There can be few more civilized ways to spend a Monday lunchtime than at a concert at the delightful Wigmore Hall, where one can escape the bustle of Oxford Street for an hour of quality chamber music. Today’s performers, the Georgian pianist Khatia Buniatishvili and Norwegian cellist Truls Mørk, did not disappoint, in a programme featuring music from the core of the piano and cello repertoire: sonatas by Beethoven and Rachmaninov.
Beethoven’s two Cello Sonatas, Op. 102 date from the beginning of his “late” period, and sit alongside the pastoral Violin Sonata, Op. 96, and the last three piano sonatas – all truly miraculous works. The two cello sonatas from Op. 102 seem to inhabit another world entirely, and exude an almost transcendental spirituality. And like Op. 96 and the Op. 110 piano sonata, they are imbued with a sense of “completion”, of acceptance (but most defiantly not resignation), created by a composer finally at peace with his life and his God.
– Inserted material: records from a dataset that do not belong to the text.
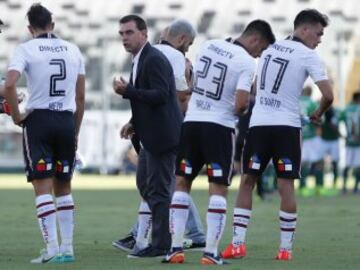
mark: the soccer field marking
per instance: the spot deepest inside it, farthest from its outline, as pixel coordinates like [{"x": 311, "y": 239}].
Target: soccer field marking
[{"x": 96, "y": 182}]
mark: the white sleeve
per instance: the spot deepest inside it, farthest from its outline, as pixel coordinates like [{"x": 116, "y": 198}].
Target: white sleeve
[
  {"x": 179, "y": 73},
  {"x": 315, "y": 67},
  {"x": 18, "y": 60},
  {"x": 246, "y": 76},
  {"x": 81, "y": 70}
]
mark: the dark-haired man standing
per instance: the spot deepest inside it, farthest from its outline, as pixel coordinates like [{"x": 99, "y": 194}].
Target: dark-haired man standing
[
  {"x": 224, "y": 71},
  {"x": 275, "y": 126},
  {"x": 55, "y": 74},
  {"x": 156, "y": 121}
]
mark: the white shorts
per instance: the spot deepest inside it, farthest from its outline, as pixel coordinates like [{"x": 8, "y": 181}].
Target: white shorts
[
  {"x": 330, "y": 148},
  {"x": 353, "y": 157},
  {"x": 311, "y": 150}
]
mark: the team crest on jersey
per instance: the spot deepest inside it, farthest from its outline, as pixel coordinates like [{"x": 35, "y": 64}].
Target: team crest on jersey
[
  {"x": 185, "y": 166},
  {"x": 62, "y": 166},
  {"x": 284, "y": 165},
  {"x": 254, "y": 163},
  {"x": 214, "y": 170},
  {"x": 44, "y": 165}
]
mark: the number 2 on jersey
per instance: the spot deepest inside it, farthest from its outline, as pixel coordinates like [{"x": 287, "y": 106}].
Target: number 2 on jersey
[
  {"x": 283, "y": 63},
  {"x": 217, "y": 80},
  {"x": 57, "y": 77}
]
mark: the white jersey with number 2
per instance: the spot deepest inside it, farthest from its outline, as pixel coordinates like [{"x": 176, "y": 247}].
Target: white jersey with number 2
[{"x": 51, "y": 66}]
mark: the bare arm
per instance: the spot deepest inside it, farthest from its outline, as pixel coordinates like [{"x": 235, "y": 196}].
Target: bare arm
[
  {"x": 80, "y": 102},
  {"x": 11, "y": 95},
  {"x": 241, "y": 101}
]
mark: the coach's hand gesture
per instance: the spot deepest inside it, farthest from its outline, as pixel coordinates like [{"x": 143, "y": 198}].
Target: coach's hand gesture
[
  {"x": 127, "y": 131},
  {"x": 119, "y": 85}
]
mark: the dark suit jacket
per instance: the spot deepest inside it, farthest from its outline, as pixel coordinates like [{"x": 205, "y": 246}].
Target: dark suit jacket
[{"x": 156, "y": 115}]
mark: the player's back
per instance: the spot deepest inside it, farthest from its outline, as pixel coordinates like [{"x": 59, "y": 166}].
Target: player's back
[
  {"x": 51, "y": 66},
  {"x": 218, "y": 67},
  {"x": 282, "y": 71}
]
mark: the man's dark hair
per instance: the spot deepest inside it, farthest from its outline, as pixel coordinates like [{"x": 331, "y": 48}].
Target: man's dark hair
[
  {"x": 311, "y": 16},
  {"x": 261, "y": 28},
  {"x": 39, "y": 16},
  {"x": 356, "y": 96},
  {"x": 140, "y": 23}
]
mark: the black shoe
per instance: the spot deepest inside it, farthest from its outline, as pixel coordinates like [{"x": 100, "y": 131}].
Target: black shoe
[
  {"x": 196, "y": 247},
  {"x": 126, "y": 244},
  {"x": 148, "y": 252}
]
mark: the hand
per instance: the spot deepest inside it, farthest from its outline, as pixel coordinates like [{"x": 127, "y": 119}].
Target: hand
[
  {"x": 315, "y": 118},
  {"x": 127, "y": 131},
  {"x": 119, "y": 85},
  {"x": 4, "y": 107},
  {"x": 19, "y": 119}
]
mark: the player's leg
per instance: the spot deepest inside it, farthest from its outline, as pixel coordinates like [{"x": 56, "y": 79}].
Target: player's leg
[
  {"x": 194, "y": 230},
  {"x": 64, "y": 156},
  {"x": 255, "y": 159},
  {"x": 188, "y": 164},
  {"x": 40, "y": 170},
  {"x": 219, "y": 149},
  {"x": 287, "y": 159},
  {"x": 216, "y": 221}
]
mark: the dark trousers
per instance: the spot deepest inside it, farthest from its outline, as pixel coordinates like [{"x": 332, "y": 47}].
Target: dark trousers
[{"x": 153, "y": 179}]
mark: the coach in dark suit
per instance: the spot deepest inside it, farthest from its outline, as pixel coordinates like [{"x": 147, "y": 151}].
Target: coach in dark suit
[{"x": 156, "y": 121}]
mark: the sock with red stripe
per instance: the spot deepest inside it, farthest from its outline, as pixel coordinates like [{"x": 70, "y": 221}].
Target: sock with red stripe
[
  {"x": 241, "y": 221},
  {"x": 179, "y": 211},
  {"x": 287, "y": 228},
  {"x": 144, "y": 225},
  {"x": 216, "y": 219},
  {"x": 46, "y": 213},
  {"x": 65, "y": 213}
]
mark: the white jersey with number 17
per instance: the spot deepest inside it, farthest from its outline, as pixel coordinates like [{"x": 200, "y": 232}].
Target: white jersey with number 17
[
  {"x": 51, "y": 66},
  {"x": 221, "y": 68},
  {"x": 282, "y": 71}
]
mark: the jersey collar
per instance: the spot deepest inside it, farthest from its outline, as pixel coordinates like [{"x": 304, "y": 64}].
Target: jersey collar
[
  {"x": 164, "y": 42},
  {"x": 235, "y": 42},
  {"x": 294, "y": 38},
  {"x": 46, "y": 35}
]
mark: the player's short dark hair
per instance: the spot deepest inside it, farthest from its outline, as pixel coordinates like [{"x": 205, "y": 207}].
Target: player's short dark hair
[
  {"x": 39, "y": 16},
  {"x": 261, "y": 28},
  {"x": 356, "y": 96},
  {"x": 140, "y": 22},
  {"x": 311, "y": 16}
]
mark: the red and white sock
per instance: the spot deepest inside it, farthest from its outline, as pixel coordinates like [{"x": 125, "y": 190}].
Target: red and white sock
[
  {"x": 66, "y": 213},
  {"x": 179, "y": 212},
  {"x": 144, "y": 225},
  {"x": 287, "y": 228},
  {"x": 46, "y": 214},
  {"x": 241, "y": 221},
  {"x": 216, "y": 220}
]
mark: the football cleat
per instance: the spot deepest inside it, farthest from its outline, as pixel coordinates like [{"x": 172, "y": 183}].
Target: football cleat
[
  {"x": 211, "y": 259},
  {"x": 68, "y": 257},
  {"x": 284, "y": 255},
  {"x": 175, "y": 255},
  {"x": 233, "y": 252},
  {"x": 46, "y": 258}
]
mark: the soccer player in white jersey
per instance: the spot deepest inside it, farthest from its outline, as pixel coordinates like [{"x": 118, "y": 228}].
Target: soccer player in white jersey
[
  {"x": 275, "y": 128},
  {"x": 55, "y": 74},
  {"x": 224, "y": 71}
]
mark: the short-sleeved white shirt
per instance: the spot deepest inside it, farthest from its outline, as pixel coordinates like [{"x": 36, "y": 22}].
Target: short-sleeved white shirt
[
  {"x": 283, "y": 69},
  {"x": 221, "y": 68},
  {"x": 51, "y": 66},
  {"x": 177, "y": 61}
]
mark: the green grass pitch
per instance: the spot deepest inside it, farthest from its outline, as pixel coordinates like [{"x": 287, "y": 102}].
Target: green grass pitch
[{"x": 327, "y": 236}]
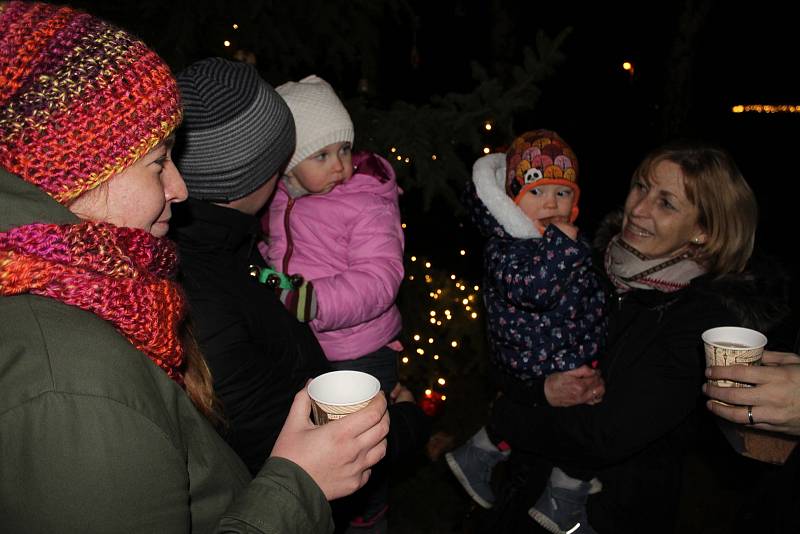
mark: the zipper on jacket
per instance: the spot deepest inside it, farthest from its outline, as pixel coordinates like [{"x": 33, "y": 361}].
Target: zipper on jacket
[{"x": 287, "y": 228}]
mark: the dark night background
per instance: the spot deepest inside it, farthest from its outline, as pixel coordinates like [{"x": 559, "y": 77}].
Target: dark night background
[{"x": 406, "y": 71}]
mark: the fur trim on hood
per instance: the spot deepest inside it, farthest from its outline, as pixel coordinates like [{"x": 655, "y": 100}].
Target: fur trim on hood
[{"x": 489, "y": 177}]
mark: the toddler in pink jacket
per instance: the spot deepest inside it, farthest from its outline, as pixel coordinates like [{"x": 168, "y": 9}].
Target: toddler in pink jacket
[{"x": 335, "y": 221}]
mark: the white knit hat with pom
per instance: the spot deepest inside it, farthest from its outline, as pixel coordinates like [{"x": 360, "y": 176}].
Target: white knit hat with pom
[{"x": 320, "y": 117}]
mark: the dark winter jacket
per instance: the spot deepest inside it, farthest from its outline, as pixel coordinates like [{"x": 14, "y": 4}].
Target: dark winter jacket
[
  {"x": 259, "y": 355},
  {"x": 633, "y": 441},
  {"x": 544, "y": 303},
  {"x": 95, "y": 438}
]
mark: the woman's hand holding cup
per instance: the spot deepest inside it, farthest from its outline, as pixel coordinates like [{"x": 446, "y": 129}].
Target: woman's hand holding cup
[{"x": 337, "y": 455}]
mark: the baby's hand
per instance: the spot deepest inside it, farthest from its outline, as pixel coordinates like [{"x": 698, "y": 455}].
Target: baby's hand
[{"x": 568, "y": 228}]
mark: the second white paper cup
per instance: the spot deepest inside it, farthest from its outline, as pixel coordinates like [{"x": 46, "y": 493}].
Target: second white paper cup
[
  {"x": 733, "y": 345},
  {"x": 339, "y": 393}
]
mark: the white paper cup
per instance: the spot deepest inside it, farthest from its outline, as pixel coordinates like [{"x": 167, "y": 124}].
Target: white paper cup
[
  {"x": 340, "y": 393},
  {"x": 733, "y": 345}
]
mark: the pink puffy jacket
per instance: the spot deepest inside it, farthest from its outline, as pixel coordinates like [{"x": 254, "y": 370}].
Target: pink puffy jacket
[{"x": 350, "y": 244}]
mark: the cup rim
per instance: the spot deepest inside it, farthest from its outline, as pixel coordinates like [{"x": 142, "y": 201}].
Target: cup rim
[
  {"x": 374, "y": 389},
  {"x": 707, "y": 337}
]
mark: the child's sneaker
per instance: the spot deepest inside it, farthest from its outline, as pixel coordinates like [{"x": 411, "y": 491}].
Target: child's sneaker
[
  {"x": 563, "y": 510},
  {"x": 472, "y": 464}
]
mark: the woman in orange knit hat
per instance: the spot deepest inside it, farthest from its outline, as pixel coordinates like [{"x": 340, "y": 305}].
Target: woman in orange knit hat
[{"x": 100, "y": 386}]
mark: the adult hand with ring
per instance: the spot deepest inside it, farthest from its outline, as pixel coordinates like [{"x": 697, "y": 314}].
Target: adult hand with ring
[{"x": 774, "y": 397}]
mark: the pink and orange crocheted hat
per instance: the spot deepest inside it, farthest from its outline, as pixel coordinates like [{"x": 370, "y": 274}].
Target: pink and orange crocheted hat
[
  {"x": 80, "y": 100},
  {"x": 541, "y": 157}
]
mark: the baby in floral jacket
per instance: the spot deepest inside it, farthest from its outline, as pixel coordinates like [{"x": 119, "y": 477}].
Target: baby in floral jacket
[{"x": 544, "y": 301}]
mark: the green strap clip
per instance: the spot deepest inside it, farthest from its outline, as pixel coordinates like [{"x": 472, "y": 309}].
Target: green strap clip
[{"x": 275, "y": 279}]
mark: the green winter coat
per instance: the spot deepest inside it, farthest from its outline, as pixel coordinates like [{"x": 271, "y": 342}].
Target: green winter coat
[{"x": 94, "y": 437}]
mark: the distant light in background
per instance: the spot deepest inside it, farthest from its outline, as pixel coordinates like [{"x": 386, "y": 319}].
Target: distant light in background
[
  {"x": 627, "y": 66},
  {"x": 765, "y": 108}
]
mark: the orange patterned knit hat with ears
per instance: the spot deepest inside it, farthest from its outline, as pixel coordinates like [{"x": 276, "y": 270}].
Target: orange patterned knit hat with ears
[
  {"x": 541, "y": 157},
  {"x": 80, "y": 99}
]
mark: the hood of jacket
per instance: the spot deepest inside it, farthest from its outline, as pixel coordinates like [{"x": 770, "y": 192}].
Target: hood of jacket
[
  {"x": 202, "y": 226},
  {"x": 491, "y": 209}
]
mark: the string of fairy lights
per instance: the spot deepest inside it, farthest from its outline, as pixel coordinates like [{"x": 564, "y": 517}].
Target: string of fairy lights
[{"x": 445, "y": 302}]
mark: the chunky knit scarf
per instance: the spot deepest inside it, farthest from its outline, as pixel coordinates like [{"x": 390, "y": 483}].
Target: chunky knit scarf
[
  {"x": 629, "y": 269},
  {"x": 119, "y": 274}
]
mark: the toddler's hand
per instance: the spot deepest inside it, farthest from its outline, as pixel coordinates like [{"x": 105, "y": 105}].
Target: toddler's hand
[{"x": 400, "y": 393}]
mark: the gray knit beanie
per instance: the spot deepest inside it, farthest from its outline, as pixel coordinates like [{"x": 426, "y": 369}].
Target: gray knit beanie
[
  {"x": 237, "y": 130},
  {"x": 320, "y": 117}
]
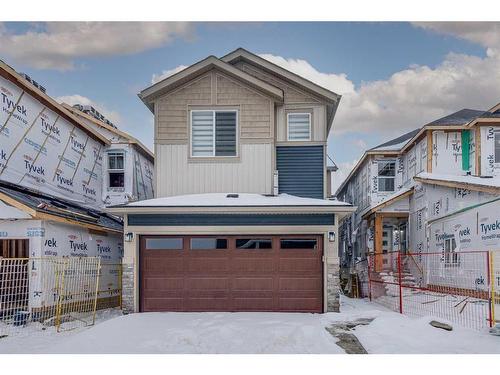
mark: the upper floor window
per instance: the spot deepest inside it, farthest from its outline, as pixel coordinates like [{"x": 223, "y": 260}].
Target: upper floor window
[
  {"x": 213, "y": 133},
  {"x": 497, "y": 146},
  {"x": 451, "y": 256},
  {"x": 116, "y": 169},
  {"x": 299, "y": 126},
  {"x": 386, "y": 175}
]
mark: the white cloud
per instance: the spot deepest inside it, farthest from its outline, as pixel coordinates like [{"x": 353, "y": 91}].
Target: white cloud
[
  {"x": 360, "y": 143},
  {"x": 56, "y": 45},
  {"x": 111, "y": 115},
  {"x": 411, "y": 97},
  {"x": 166, "y": 73},
  {"x": 486, "y": 34},
  {"x": 338, "y": 83}
]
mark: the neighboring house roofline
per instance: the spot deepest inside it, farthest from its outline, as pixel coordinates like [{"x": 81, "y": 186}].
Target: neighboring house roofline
[
  {"x": 360, "y": 162},
  {"x": 389, "y": 200},
  {"x": 10, "y": 74},
  {"x": 461, "y": 210},
  {"x": 463, "y": 124},
  {"x": 42, "y": 207},
  {"x": 495, "y": 108},
  {"x": 469, "y": 182},
  {"x": 164, "y": 86},
  {"x": 130, "y": 138}
]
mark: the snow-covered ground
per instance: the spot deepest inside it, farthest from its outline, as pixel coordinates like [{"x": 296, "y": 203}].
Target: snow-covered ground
[{"x": 389, "y": 332}]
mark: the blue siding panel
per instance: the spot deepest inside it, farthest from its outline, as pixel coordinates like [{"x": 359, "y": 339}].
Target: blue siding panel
[
  {"x": 301, "y": 170},
  {"x": 229, "y": 219}
]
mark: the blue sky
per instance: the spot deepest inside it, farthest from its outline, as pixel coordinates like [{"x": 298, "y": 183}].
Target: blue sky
[{"x": 393, "y": 76}]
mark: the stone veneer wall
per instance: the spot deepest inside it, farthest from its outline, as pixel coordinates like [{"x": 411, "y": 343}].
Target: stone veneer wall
[{"x": 332, "y": 285}]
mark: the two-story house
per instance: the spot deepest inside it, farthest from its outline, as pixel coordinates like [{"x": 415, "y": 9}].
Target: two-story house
[
  {"x": 410, "y": 190},
  {"x": 240, "y": 221}
]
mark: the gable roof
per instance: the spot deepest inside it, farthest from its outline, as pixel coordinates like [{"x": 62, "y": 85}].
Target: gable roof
[
  {"x": 462, "y": 117},
  {"x": 150, "y": 93},
  {"x": 243, "y": 54},
  {"x": 131, "y": 139},
  {"x": 45, "y": 207},
  {"x": 477, "y": 183},
  {"x": 10, "y": 74},
  {"x": 329, "y": 96},
  {"x": 397, "y": 143}
]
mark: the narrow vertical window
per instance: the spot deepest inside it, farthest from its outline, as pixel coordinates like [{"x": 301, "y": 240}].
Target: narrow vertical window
[
  {"x": 299, "y": 126},
  {"x": 386, "y": 175},
  {"x": 116, "y": 170},
  {"x": 497, "y": 147},
  {"x": 202, "y": 133},
  {"x": 213, "y": 133}
]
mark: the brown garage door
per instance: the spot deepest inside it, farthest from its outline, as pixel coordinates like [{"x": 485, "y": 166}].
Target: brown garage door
[{"x": 231, "y": 273}]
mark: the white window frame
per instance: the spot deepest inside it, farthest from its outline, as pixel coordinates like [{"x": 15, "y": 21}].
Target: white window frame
[
  {"x": 288, "y": 126},
  {"x": 496, "y": 133},
  {"x": 110, "y": 170},
  {"x": 451, "y": 256},
  {"x": 386, "y": 177},
  {"x": 214, "y": 111}
]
This is reflected in the gentle, almost introspective opening of the Sonata in C major, Op. 102 no. 1, which was played with an expressive warmth by pianist and cellist, before the startling juxtaposition of a muscular and at times gruff Allegro vivace movement. A second slow introduction acts as a reminiscence of the opening, and provides a transition to the next quick movement. Buniatishvili and Mørk handled the mercurial nature of this music with neatness and clarity, catching Beethoven’s shifting moods, from songful lyricism to humour and wit, particularly in the final movement. This was a spirited and enjoyable account.
Step forward nearly 100 years, to the cusp of a new century, and to Rachmaninov’s Cello Sonata in G minor, Op. 19: a piece on a grand scale, at times redolent of the Piano Concerto no. 2 (which was composed at the same time). Unlike the Beethoven, which was created at time of relative contentment in the composer’s life, this sonata was born out of depression, following the failure of Rachmaninov’s First Symphony.